App Development

What is a code generator?

28 July 2022 • 10 minutes

Written by Eban Escott

image for 'What is a code generator?'

Code generators are ubiquitous in software engineering and when they are understood, they can lead to all sorts of benefits. From scaffolding generation like in Ruby on Rails, to REST API generation like Swagger Codegen, there are a lot of useful code generation tools available.


However, there is a dark side to code generators. And when their power is used without constraint, developers can go down a path that leads to all sorts of disadvantages. Like when developers lose control of their source code with low code tools such as OutSystems, life can get pretty frustrating quickly.

Image

This makes code generators a double-edged sword. They have both favourable and unfavourable qualities. There is also an interesting history of code generators that has cemented some peoples opinions. But if we all got stuck in the failings of the first attempts at a new technology, the human species may not have evolved past the Stone Age. The work done in this area has come a long way in recent years and is showing some pretty amazing results.

In this article, we are going to look at the following questions with some examples along the way.
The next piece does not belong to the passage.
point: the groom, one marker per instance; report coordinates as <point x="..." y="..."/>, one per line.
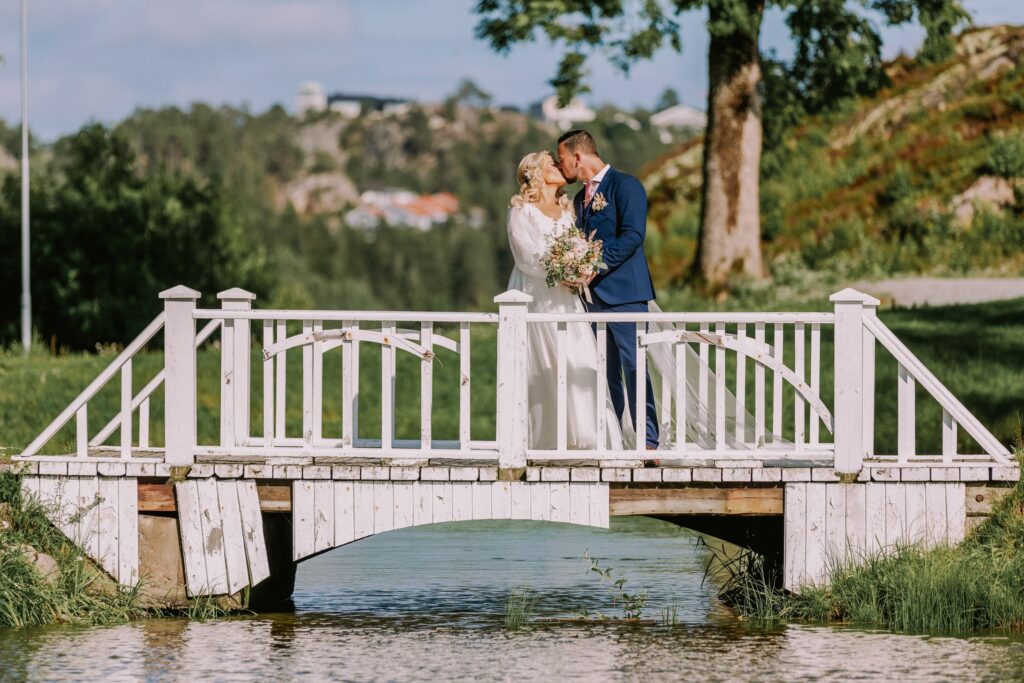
<point x="612" y="207"/>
How does code generation work?

Code generation is pretty simple and you are likely already doing it. The easiest case to show is how most people generate HTML for websites. In almost all modern web application frameworks (Rails, CakePHP, Grails, and sooo many more) there is some sort of template mechanism.

One of my more recent favourite HTML site generation tools is Jekyll. It is super simple and powerful to use. If you are not familiar with code generation then have a look at the Jeykll step-by-step guide. But in summary, the following code block is a hello world HTML page. Nothing special here.

<!doctype html>
<html>
  <head>
    <meta charset="utf-8">
    <title>Home</title>
  </head>
  <body>
    <h1>Hello World!</h1>
  </body>
</html>

Using an object, the page title can be passed to the template to generate a dynamic title as seen in the next code snippet. See the title Home has been replaced.

<!doctype html>
<html>
  <head>
    <meta charset="utf-8">
    <title>What is a code generator?</title>
  </head>
  <body>
    <h1>Hello World!</h1>
  </body>
</html>

From this simple concept, we can generate lots of HTML pages with different titles by passing in different values.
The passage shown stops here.